While driving and listening to “The Age of Miracles” by Karen Thompson Walker (thanks, Jess), I suddenly had a vision of what the world might have looked like in prehistoric times, when giant snails roamed the earth.*
I pictured them as wide as two lanes of highway. Matt asked me (because of course I described this to him) if people could ride them, like in “The Neverending Story.” I said yes, but they would not be goofy looking like the one in “The Neverending Story.” They would be serious, real snails.
This led to a discussion about where snail shells come from.

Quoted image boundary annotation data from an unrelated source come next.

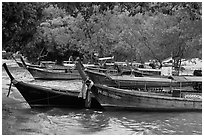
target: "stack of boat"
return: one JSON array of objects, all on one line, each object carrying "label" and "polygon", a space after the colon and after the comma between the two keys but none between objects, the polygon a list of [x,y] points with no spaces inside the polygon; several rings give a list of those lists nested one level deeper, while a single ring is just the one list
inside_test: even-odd
[{"label": "stack of boat", "polygon": [[[61,90],[17,81],[3,64],[11,82],[31,107],[77,107],[148,111],[201,111],[202,77],[159,76],[139,70],[102,69],[80,61],[66,68],[23,66],[35,79],[82,79],[81,90]],[[111,73],[110,73],[111,72]]]}]

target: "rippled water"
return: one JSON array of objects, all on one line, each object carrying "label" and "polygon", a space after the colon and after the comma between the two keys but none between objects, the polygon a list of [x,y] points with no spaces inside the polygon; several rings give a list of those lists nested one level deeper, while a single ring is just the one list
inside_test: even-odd
[{"label": "rippled water", "polygon": [[[15,70],[16,71],[16,70]],[[14,73],[14,71],[12,71]],[[15,77],[27,80],[25,71],[16,71]],[[9,83],[3,72],[3,84]],[[8,82],[6,82],[7,80]],[[48,82],[50,85],[50,81]],[[52,82],[51,82],[52,83]],[[44,84],[41,82],[41,84]],[[52,84],[54,85],[54,84]],[[58,84],[57,84],[58,85]],[[79,86],[75,84],[74,87]],[[80,87],[80,86],[79,86]],[[3,87],[3,90],[8,90]],[[15,93],[15,94],[14,94]],[[201,112],[128,112],[97,111],[88,109],[31,109],[15,87],[3,107],[3,134],[18,135],[201,135]],[[13,104],[12,104],[13,103]]]},{"label": "rippled water", "polygon": [[193,135],[202,134],[198,112],[113,112],[88,109],[20,109],[13,134]]}]

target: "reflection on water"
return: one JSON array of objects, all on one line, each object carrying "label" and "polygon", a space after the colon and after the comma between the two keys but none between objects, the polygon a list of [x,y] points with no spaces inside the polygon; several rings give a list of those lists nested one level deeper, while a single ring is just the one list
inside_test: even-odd
[{"label": "reflection on water", "polygon": [[48,135],[193,135],[202,134],[201,113],[108,112],[25,109],[16,117],[15,134]]}]

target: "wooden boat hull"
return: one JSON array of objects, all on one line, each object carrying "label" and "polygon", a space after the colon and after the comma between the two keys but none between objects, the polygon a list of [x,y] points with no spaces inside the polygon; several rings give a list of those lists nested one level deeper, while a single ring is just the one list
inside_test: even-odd
[{"label": "wooden boat hull", "polygon": [[76,80],[81,79],[77,70],[67,71],[60,70],[45,70],[45,69],[38,69],[27,67],[28,71],[34,77],[34,79],[43,79],[43,80]]},{"label": "wooden boat hull", "polygon": [[[78,97],[80,91],[58,90],[41,87],[24,82],[13,82],[31,108],[36,107],[69,107],[85,108],[85,99]],[[91,108],[101,108],[100,104],[92,97]]]},{"label": "wooden boat hull", "polygon": [[[85,70],[88,77],[95,84],[104,84],[111,87],[124,89],[142,89],[148,90],[152,88],[181,88],[192,87],[194,81],[172,80],[168,78],[158,77],[134,77],[134,76],[108,76],[91,70]],[[178,78],[177,78],[178,79]]]},{"label": "wooden boat hull", "polygon": [[[50,87],[29,84],[17,81],[9,72],[6,63],[3,64],[11,82],[19,90],[24,99],[28,102],[31,108],[34,107],[72,107],[72,108],[85,108],[86,100],[79,97],[79,90],[61,90],[53,89]],[[9,96],[10,87],[9,87]],[[90,108],[101,108],[101,105],[96,101],[93,96],[91,97]]]},{"label": "wooden boat hull", "polygon": [[104,85],[92,87],[92,93],[105,109],[127,109],[147,111],[201,111],[202,95],[199,99],[179,98],[148,92],[124,90]]}]

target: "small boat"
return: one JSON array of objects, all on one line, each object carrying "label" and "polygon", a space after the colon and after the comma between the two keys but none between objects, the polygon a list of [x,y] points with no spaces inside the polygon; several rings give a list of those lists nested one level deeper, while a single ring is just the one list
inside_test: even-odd
[{"label": "small boat", "polygon": [[85,70],[85,73],[95,84],[104,84],[117,88],[142,90],[154,90],[157,88],[158,90],[163,90],[164,88],[195,87],[196,90],[202,90],[202,77],[120,76],[108,75],[88,69]]},{"label": "small boat", "polygon": [[[149,92],[146,90],[128,90],[96,84],[81,69],[77,69],[91,93],[104,109],[145,110],[145,111],[202,111],[202,91],[174,89],[169,92]],[[92,84],[90,84],[92,83]]]},{"label": "small boat", "polygon": [[[79,97],[79,90],[61,90],[43,87],[35,84],[17,81],[9,72],[6,64],[3,64],[11,82],[19,90],[31,108],[35,107],[72,107],[85,108],[85,99]],[[101,108],[94,97],[91,97],[91,108]]]},{"label": "small boat", "polygon": [[81,79],[77,70],[64,69],[64,70],[51,70],[34,67],[26,67],[34,79],[41,80],[77,80]]},{"label": "small boat", "polygon": [[81,79],[77,70],[72,68],[67,69],[47,69],[47,68],[36,68],[26,65],[23,59],[21,59],[24,68],[26,68],[34,79],[40,80],[77,80]]},{"label": "small boat", "polygon": [[104,109],[202,111],[202,93],[198,92],[153,93],[101,84],[94,84],[91,92]]}]

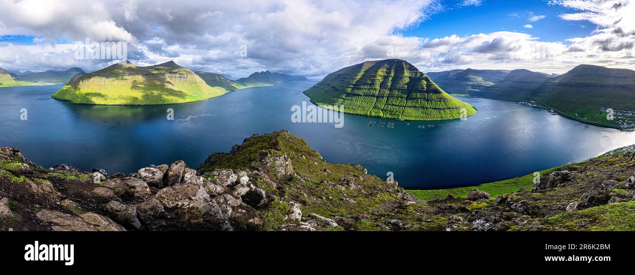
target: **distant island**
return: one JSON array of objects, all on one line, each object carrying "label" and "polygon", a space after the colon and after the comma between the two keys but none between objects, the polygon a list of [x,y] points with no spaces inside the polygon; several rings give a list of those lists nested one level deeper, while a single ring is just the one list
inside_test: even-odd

“Are snails born with shells?” I asked him. “Or is it like a hermit crab kind of thing and they have to find one?”
“I think they’re born with them,” he said.
“But when do they start developing their shells? Maybe, if I were a snail, there would just be a bunch of empty shells floating around in my ute (yep, I call it that), waiting for fetal snails to find them.”
Matt pointed to his fingernails, which is a difficult thing to do if you point with both hands (he doesn’t, but still).
“You’re born with fingernails,” he said.
“It’s your typical chicken-and-the-egg question,” I said, ignoring his logic.
I wondered whether hermit crabs were born with soft shells and had to find bigger ones as they grew.
“If they’re not born with them,” Matt said, referring to the snails again, “do they inhabit the shells of dead snails? ”
“Probably so,” I said. “Maybe for snails, shells are like Social Security numbers, and they reassign them after they die.”
*“The Age of Miracles” has nothing to do with giant, prehistoric snails.